The problem was, they were stuck there-marooned again, in a sense. Simms ’s consort had been little more than a freighter, and once she’d off-loaded the equipment, machinery, fuel oil for the steam boiler, and the hopefully required diesel, she’d sailed for Manila for more supplies. Simms had remained, lending her crew to the labor and as a safety measure in case, for any reason, they had to abandon the expedition. But even Simms and Captain Lelaa were gone now. They’d sailed two days before to rendezvous with a little squadron of feluccas led by Saan-Kakja’s brother to intercept and at least pinpoint Ajax ’s position.

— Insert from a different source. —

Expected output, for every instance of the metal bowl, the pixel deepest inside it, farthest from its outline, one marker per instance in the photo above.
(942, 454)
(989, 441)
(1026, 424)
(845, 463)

Irvin understood why Lelaa had to go, but it left him and his crew in a pickle. Simms had taken the newly repaired transmitter, and the set on the boat was irreparable. Tex was trying to build another set like Riggs’s design from the parts at hand, but it was slow going. In the meantime, they were at the mercy of all the terrors Walker had once rescued them from-the dangerous predators including the nocturnal tree git-yas, as Flynn had called them, bizarre creatures that looked and acted like a cross between a Grik and a sloth that dropped on unwary prey from above. There were other things, almost ghostly things no one had ever really seen or had a shot at, that could snatch a man and run faster than anything ought to be capable of. Then there was the mountain, of course. Now…
“Did anybody get a look at it at all?” Laumer asked of the creature that got the ’Cat.
“Well, it was kind of blotchy,” Sid Franks volunteered. As the carpenter, he would now have to repair the damaged gangplank. The jet of water had enough force to blow off the handrail. “It swirled up when it…” He stopped, staring at the water.
“So whatever it is, it’s still in there?” There were nods and Irvin sighed. “Must be a sea creature. Came out of the water last night when nobody was looking and moved in.” He shrugged. “Only one thing for it.” He turned to Midshipman Hardee, who, along with a ’Cat who’d been dubbed Spook, had increasingly taken on their ordnance duties. “We have to get rid of this thing before we can get any more work done today. Get some of the grenades and all the small arms. Make sure you issue them to guys who know how to use them.”
The armed guards who protected the workers from the denizens of the jungle were summoned, and with the distribution of the four other Krags and the single Thompson (all the small arms had been retrieved from the submarine on Walker ’s previous visit) a total of eight riflemen, one submachine gunner (Danny), and Irvin Laumer armed with his pistol prepared to face whatever was in the water. Six grenadiers had simple, ingenious devices quite similar to the grenades the Americans were accustomed to. They were virtually identical in form and function, although the fuses weren’t as reliable. There could be as many as ten seconds or as few as two before the things went off, so there was never any goofing around after the spoon flew.